Samantha Harris and Michael Thad Allen write for National Review Online about universities circumventing new federal rules related to free speech and due process.
For years, universities have denied basic procedural protections to students accused of sexual misconduct. Despite the seriousness of such allegations, schools routinely condemn students as responsible without so much as a hearing or the opportunity to confront their accusers. This was supposed to change when the Department of Education’s new Title IX regulations took effect on August 14.
But the more things change in higher education, the more they stay the same. It’s no secret that schools fought the new regulations tooth and nail. Now they are outdoing each other to circumvent them.
Universities resisted the regulations despite the fact that they actually deregulate higher education in important ways, by limiting universities’ liability exposure and narrowing the scope of students’ private lives that universities must police.

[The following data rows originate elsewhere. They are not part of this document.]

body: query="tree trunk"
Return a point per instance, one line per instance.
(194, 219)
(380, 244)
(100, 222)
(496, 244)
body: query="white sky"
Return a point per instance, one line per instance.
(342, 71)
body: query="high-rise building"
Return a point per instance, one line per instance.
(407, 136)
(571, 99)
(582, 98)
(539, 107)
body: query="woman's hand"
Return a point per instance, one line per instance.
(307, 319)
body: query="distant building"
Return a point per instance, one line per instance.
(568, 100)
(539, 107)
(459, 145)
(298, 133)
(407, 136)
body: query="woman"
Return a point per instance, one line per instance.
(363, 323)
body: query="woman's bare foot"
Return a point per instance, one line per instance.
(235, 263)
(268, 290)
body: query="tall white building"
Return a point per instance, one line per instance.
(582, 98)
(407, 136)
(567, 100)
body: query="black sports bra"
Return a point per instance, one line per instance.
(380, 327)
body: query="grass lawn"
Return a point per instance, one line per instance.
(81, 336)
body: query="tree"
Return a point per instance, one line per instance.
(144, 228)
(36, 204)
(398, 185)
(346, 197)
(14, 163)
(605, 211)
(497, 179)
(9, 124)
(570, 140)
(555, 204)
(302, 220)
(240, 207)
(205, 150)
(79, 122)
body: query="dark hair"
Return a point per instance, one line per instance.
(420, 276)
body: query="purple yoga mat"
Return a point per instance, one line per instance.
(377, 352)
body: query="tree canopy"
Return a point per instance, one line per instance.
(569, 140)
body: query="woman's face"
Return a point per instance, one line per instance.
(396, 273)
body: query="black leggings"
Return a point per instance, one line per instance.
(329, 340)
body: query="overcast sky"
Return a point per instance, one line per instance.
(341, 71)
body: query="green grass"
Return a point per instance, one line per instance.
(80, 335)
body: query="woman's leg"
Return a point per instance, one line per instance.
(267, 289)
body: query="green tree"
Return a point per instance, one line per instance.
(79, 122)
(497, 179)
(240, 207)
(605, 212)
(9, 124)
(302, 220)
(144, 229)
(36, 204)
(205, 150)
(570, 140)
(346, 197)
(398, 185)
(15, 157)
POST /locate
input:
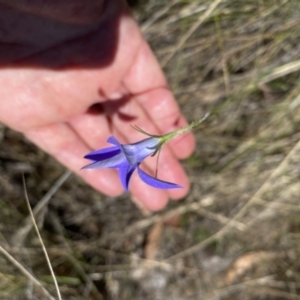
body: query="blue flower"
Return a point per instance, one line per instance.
(127, 158)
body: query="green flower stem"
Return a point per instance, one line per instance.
(168, 136)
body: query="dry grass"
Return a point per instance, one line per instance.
(237, 234)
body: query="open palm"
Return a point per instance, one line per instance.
(69, 81)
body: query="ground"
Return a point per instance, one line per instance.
(237, 234)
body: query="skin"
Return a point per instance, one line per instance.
(73, 73)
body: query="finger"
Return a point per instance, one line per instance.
(145, 80)
(60, 141)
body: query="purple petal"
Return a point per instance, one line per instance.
(125, 172)
(111, 162)
(137, 152)
(156, 182)
(103, 154)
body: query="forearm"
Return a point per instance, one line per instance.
(67, 11)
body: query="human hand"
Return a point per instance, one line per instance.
(70, 79)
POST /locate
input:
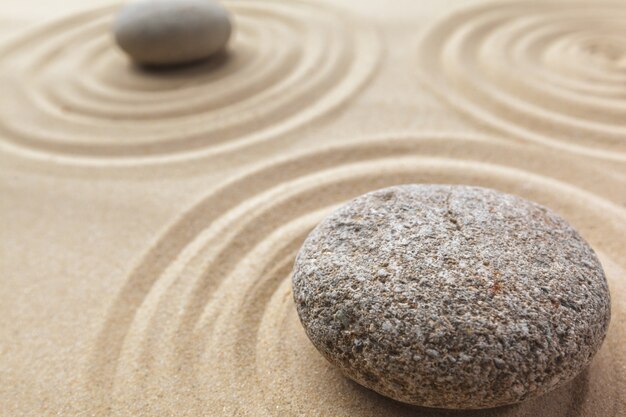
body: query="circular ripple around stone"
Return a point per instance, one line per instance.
(212, 295)
(69, 93)
(551, 72)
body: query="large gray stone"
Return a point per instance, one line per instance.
(451, 296)
(167, 32)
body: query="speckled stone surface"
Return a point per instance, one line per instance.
(451, 296)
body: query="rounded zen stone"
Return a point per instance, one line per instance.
(170, 32)
(451, 296)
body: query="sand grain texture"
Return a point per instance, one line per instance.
(149, 221)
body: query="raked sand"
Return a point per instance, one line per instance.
(149, 221)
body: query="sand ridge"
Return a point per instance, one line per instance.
(288, 63)
(552, 73)
(197, 317)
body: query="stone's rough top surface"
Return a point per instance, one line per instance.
(451, 296)
(168, 32)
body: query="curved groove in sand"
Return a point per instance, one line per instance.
(80, 101)
(549, 72)
(212, 294)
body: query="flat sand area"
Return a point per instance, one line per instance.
(149, 219)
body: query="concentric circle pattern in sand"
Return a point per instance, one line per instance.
(206, 320)
(550, 72)
(70, 94)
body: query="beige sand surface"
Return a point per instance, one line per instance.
(148, 221)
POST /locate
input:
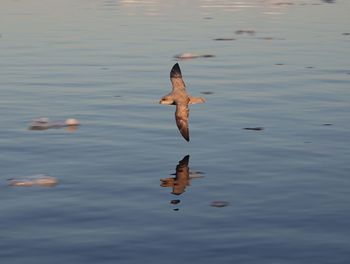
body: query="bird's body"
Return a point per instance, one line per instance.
(179, 97)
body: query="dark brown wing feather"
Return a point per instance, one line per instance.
(181, 116)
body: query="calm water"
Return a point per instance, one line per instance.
(106, 63)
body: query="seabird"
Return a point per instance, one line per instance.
(179, 97)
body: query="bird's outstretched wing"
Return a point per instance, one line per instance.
(181, 116)
(196, 100)
(176, 78)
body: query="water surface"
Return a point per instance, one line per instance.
(283, 67)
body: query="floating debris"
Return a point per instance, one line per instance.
(44, 123)
(219, 204)
(35, 180)
(188, 56)
(224, 39)
(249, 32)
(254, 128)
(176, 201)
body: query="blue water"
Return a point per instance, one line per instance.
(107, 63)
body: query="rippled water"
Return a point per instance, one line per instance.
(276, 194)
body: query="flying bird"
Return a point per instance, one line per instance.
(179, 97)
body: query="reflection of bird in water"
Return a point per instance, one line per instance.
(182, 177)
(181, 99)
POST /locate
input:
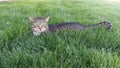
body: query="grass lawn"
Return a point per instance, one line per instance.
(91, 48)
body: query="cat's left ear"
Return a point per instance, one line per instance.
(46, 19)
(31, 19)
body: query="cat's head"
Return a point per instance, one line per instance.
(39, 25)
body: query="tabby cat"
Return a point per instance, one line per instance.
(40, 25)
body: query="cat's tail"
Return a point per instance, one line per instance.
(104, 23)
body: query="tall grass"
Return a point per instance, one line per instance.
(91, 48)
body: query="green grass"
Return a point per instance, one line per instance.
(92, 48)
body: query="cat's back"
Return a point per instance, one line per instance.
(66, 25)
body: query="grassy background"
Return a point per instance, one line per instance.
(92, 48)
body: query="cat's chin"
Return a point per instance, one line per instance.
(36, 33)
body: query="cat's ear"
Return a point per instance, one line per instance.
(46, 19)
(31, 19)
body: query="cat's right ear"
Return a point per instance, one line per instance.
(31, 19)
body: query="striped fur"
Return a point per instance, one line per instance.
(40, 25)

But universities clearly want to police their students’ sex lives and are now finding creative new ways to do so.
This is a continuation of universities’ zealous expansion of sexual-harassment policies to infringe upon constitutionally protected speech and academic freedom in ways that could never be enforced in a court of law. Civil anti-discrimination laws already extend to behavior that is severe, pervasive, and objectively offensive, but schools want to push beyond this to accommodate everyone’s subjective feelings of offense. Once sacrosanct, academic freedom is now routinely cast aside in the name of student “comfort” and “safety.” Professors can now teach controversial subject material only at great personal risk. At public universities, where the First Amendment applies, numerous Title IX policies have been ruled unconstitutional by federal courts. No such constitutional protections apply at private institutions.
Things were supposed to change in August, when the new Title IX regulations took effect, with robust free speech and due process protections. Now it appears that many campuses are fighting to ensure these protections remain illusory.